Helping the business
Once we can make good estimators for different user goals we can work with domain experts to map clear user journeys, i.e., we can now use the data that this pipeline has generated to construct a user journey in a bottoms-up approach. This same amount of work, sifting through data, aggregating similar cases and estimating proportions of user goals would take an entire team of engineers and case scrubbers. With this ML solution we can now get the same (if not better) results with much lower operational costs.
These user journeys then can be fed to internal dashboards for key decision makers to understand the health of their products and service areas. It allows for automated incident management and acts as a safeguard against unplanned changes or user-affecting changes that did not go through the proper change management processes.

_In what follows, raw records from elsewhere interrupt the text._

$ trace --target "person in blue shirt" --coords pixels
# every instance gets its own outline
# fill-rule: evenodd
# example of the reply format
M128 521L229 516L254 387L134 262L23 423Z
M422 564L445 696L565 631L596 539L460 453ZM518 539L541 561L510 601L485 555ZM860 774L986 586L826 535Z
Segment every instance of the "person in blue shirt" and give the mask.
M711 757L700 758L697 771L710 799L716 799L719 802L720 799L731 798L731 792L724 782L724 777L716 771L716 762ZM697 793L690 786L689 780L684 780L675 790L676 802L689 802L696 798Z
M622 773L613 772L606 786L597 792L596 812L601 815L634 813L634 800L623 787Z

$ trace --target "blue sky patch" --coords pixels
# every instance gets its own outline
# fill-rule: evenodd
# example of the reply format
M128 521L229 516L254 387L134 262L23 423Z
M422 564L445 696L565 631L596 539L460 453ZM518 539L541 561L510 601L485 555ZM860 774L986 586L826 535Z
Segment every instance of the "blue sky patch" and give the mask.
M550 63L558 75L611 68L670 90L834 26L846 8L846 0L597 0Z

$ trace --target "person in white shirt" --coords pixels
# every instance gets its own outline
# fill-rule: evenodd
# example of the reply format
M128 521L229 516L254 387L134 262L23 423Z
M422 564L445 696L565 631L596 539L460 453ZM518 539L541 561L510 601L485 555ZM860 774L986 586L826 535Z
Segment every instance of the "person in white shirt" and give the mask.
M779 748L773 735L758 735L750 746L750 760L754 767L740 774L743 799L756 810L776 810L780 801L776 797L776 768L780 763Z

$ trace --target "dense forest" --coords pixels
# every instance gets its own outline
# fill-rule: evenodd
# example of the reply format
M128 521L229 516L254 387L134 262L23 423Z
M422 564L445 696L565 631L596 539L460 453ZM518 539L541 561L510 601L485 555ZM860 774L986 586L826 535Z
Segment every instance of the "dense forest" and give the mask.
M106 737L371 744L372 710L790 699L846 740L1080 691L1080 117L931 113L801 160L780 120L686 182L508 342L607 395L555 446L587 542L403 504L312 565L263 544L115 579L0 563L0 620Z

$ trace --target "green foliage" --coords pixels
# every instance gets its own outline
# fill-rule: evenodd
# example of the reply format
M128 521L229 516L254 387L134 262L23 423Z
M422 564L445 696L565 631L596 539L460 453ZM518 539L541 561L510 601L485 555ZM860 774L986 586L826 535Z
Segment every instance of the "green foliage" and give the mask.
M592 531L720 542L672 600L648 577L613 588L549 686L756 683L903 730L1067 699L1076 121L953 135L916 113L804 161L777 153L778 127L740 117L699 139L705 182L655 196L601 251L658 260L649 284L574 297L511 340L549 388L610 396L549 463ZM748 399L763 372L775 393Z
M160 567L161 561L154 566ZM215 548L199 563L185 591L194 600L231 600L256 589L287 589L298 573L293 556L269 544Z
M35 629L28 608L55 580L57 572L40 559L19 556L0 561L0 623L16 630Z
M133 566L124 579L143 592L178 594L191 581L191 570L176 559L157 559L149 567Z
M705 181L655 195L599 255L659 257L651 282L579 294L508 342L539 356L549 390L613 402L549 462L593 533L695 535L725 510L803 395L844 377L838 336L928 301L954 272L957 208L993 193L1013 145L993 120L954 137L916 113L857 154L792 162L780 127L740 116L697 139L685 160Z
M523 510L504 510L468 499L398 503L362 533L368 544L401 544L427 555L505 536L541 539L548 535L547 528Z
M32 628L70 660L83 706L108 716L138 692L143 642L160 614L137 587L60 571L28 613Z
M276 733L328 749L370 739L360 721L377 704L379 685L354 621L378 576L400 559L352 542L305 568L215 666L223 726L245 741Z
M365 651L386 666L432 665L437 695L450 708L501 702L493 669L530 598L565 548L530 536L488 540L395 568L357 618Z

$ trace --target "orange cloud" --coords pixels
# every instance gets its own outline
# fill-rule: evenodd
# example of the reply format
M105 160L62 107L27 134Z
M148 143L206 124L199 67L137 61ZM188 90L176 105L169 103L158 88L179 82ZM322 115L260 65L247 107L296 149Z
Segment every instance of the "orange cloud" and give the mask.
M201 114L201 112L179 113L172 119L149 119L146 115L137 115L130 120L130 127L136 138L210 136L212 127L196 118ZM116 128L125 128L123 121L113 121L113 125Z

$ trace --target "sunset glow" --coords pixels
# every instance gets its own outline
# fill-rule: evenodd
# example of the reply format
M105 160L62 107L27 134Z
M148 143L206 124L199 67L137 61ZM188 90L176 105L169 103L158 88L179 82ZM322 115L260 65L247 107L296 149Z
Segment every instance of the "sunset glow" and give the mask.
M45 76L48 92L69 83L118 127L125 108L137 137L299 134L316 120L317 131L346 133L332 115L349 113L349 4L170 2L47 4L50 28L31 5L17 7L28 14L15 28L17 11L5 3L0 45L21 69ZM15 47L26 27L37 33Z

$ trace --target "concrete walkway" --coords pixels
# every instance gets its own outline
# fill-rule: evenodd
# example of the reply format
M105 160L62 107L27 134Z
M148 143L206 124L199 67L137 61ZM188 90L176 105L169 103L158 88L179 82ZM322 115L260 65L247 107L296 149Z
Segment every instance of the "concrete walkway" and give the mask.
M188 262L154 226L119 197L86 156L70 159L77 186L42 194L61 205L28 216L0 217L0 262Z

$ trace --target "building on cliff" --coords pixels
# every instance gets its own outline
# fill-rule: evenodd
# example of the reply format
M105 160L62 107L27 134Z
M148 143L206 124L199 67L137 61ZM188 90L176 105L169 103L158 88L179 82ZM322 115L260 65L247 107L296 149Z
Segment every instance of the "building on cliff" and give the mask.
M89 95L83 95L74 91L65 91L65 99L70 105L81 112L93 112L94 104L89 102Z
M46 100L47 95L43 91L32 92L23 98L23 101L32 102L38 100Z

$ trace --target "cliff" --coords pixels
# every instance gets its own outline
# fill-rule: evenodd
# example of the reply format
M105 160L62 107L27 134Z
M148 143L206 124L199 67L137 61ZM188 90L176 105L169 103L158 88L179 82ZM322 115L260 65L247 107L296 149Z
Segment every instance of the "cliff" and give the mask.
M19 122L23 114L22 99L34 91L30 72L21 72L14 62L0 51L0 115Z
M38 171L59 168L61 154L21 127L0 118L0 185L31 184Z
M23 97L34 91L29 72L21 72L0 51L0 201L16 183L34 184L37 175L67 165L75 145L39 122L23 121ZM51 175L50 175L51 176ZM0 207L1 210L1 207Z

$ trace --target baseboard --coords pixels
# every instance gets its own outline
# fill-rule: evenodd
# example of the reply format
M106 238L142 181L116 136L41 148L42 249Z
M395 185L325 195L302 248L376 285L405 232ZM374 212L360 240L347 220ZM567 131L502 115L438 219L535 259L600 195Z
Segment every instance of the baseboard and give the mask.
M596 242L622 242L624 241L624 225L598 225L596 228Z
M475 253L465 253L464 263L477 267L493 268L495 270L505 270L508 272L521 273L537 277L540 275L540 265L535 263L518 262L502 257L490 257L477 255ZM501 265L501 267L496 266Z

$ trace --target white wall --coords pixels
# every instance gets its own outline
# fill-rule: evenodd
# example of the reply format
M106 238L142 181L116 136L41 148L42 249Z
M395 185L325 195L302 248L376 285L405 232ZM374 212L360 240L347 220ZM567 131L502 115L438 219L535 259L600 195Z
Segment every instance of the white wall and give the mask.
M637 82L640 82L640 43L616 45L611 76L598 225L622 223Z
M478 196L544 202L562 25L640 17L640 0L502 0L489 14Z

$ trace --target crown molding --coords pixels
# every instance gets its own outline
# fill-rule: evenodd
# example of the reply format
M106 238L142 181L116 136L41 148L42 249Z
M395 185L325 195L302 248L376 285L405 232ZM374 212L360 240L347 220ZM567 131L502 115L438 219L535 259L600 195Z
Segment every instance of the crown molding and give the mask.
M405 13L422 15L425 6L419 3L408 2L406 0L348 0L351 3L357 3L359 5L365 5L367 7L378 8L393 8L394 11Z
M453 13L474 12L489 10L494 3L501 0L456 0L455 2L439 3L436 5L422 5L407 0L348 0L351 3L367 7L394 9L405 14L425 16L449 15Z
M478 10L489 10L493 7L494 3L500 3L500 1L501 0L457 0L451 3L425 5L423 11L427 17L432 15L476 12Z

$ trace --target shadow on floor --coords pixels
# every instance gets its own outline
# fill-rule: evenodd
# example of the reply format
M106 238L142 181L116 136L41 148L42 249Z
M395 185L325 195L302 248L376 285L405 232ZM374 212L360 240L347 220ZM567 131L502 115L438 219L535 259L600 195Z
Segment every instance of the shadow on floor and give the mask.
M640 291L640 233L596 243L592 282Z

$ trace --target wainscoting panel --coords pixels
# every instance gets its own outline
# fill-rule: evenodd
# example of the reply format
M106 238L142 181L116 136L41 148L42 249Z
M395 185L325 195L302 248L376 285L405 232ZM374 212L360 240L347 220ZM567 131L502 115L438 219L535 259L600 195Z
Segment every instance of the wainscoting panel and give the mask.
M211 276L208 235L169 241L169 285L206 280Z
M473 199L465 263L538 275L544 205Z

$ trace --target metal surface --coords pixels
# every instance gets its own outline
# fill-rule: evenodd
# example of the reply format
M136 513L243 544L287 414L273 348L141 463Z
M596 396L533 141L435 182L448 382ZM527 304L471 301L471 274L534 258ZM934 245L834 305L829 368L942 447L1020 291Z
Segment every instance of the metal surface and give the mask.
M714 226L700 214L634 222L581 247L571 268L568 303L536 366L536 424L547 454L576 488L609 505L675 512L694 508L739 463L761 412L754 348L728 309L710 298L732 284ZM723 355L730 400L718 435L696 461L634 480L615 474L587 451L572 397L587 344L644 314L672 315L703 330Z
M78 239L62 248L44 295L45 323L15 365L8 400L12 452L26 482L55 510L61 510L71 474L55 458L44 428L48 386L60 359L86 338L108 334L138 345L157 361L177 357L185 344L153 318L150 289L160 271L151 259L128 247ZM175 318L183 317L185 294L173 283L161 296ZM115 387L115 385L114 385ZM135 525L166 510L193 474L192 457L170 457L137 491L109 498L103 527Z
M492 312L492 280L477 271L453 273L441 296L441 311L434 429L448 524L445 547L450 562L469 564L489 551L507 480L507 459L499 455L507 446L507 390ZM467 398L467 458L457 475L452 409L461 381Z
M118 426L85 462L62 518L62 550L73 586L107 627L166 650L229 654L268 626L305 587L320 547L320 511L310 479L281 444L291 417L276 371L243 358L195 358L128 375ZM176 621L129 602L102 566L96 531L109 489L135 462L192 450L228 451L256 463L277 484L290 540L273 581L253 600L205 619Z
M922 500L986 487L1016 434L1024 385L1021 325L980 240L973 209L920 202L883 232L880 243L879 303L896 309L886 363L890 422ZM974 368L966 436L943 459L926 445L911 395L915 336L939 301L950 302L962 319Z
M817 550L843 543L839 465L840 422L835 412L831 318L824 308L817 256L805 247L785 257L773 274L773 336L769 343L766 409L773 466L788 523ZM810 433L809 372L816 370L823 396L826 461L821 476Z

Furthermore, it is critical for problem management and other core functions within our IT service. By having a small team of operational engineers reviewing the output of this ML pipeline, we can create healthy problem records and keep track of our team’s top user issues.
How do I do this too?
Want to make your own system for insights into your support pipeline? Here’s a recipe to follow that will help you build all the parts you need
Load your data into BigQuery – Cloud BigQuery
Vectorize it with TF-IDF – TensorFlow Vectorizer
Perform clustering – TensorFlow Clustering
Score Clusters – Statsmodels Poisson Regression
Automate with Dataflow – Cloud DataFlow
Operationalize – IssueTracker API
1. When modeling a cluster, that cluster’s histogram serves as the regression’s endogenous variable. Additionally, the analogous histogram of the entire ticket set, across all clusters, serves as an exogenous variable. The latter histogram captures the overall ebb and flow in ticket generation rates due to cluster-agnostic business cycles (e.g. rates tend to be higher on weekdays than weekends), and its inclusion mitigates the impact of such cycles on each cluster’s individual model.
2. Gale, William A., and Geoffrey Sampson. “Good‐turing frequency estimation without tears.” Journal of quantitative linguistics 2.3 (1995): 217-237.
3. Thompson, Steven K. “Sample size for estimating multinomial proportions.” The American Statistician 41.1 (1987): 42-46.